2

Set-up

I've got a string of names which need to be separated into a list.

Following this answer, I have,

string = 'KreuzbergLichtenbergNeuköllnPrenzlauer Berg'
re.findall('[A-Z][a-z]*', string)

where the last line gives me,

['Kreuzberg', 'Lichtenberg', 'Neuk', 'Prenzlauer', 'Berg']

Problems

1) Whitespace is ignored

'Prenzlauer Berg' is actually 1 name but the code splits according to the 'split-at-capital-letter' rule.

What is the command ensuring it to not split at a capital letter if preceding character is a whitespace?

2) Special characters not handled well

The code used cannot handle 'ö'. How do I include such 'German' characters?

I.e. I want to obtain,

['Kreuzberg', 'Lichtenberg', 'Neukölln', 'Prenzlauer Berg']
LucSpan
  • 1,831
  • 6
  • 31
  • 66

2 Answers2

3

You can use positive and negative lookbehind and just list the Umlauts explicitly:

>>> string = 'KreuzbergLichtenbergNeuköllnPrenzlauer Berg'
>>> re.findall('(?<!\s)[A-ZÄÖÜ](?:[a-zäöüß\s]|(?<=\s)[A-ZÄÖÜ])*', string)
['Kreuzberg', 'Lichtenberg', 'Neukölln', 'Prenzlauer Berg']

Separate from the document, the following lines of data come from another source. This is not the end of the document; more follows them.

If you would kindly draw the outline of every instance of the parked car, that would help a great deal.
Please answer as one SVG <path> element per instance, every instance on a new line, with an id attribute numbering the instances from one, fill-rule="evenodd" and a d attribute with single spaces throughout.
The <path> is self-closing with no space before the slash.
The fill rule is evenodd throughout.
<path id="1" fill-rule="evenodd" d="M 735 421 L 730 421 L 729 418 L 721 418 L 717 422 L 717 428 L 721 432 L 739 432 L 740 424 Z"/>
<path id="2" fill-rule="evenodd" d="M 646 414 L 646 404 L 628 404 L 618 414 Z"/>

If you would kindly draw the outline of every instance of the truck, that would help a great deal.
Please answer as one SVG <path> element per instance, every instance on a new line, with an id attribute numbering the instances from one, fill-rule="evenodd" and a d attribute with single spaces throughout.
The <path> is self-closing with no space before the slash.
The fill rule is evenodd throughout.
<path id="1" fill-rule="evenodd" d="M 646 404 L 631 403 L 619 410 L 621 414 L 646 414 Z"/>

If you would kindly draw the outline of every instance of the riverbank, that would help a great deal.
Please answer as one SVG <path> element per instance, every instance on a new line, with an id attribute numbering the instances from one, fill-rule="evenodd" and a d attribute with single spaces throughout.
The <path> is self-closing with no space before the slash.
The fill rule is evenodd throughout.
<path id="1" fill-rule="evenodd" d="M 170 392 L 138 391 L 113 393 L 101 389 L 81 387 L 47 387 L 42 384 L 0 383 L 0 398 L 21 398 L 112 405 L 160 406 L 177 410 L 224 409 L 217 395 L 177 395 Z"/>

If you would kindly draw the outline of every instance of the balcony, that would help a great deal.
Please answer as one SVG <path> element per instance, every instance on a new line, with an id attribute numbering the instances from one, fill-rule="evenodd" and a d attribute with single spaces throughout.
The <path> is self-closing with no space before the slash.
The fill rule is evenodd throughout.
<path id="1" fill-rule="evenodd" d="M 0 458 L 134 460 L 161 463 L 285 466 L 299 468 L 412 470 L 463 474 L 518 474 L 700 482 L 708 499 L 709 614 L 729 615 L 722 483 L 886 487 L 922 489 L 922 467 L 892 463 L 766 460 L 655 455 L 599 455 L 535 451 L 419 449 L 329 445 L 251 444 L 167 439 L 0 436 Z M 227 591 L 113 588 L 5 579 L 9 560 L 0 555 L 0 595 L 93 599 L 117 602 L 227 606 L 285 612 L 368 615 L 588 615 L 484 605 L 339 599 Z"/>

(?<!\s)...: matches ... that is not preceded by \s

(?<=\s)...: matches ... that is preceded by \s

(?:...): non-capturing group so as to not mess with the findall results

user2390182
  • 72,016
  • 6
  • 67
  • 89
0

This works

string="KreuzbergLichtenbergNeuköllnPrenzlauer Berg"
pattern="[A-Z][a-ü]+\s[A-Z][a-ü]+|[A-Z][a-ü]+"
re.findall(pattern, string)
#>>>['Kreuzberg', 'Lichtenberg', 'Neukölln', 'Prenzlauer Berg']
optimalic
  • 511
  • 3
  • 17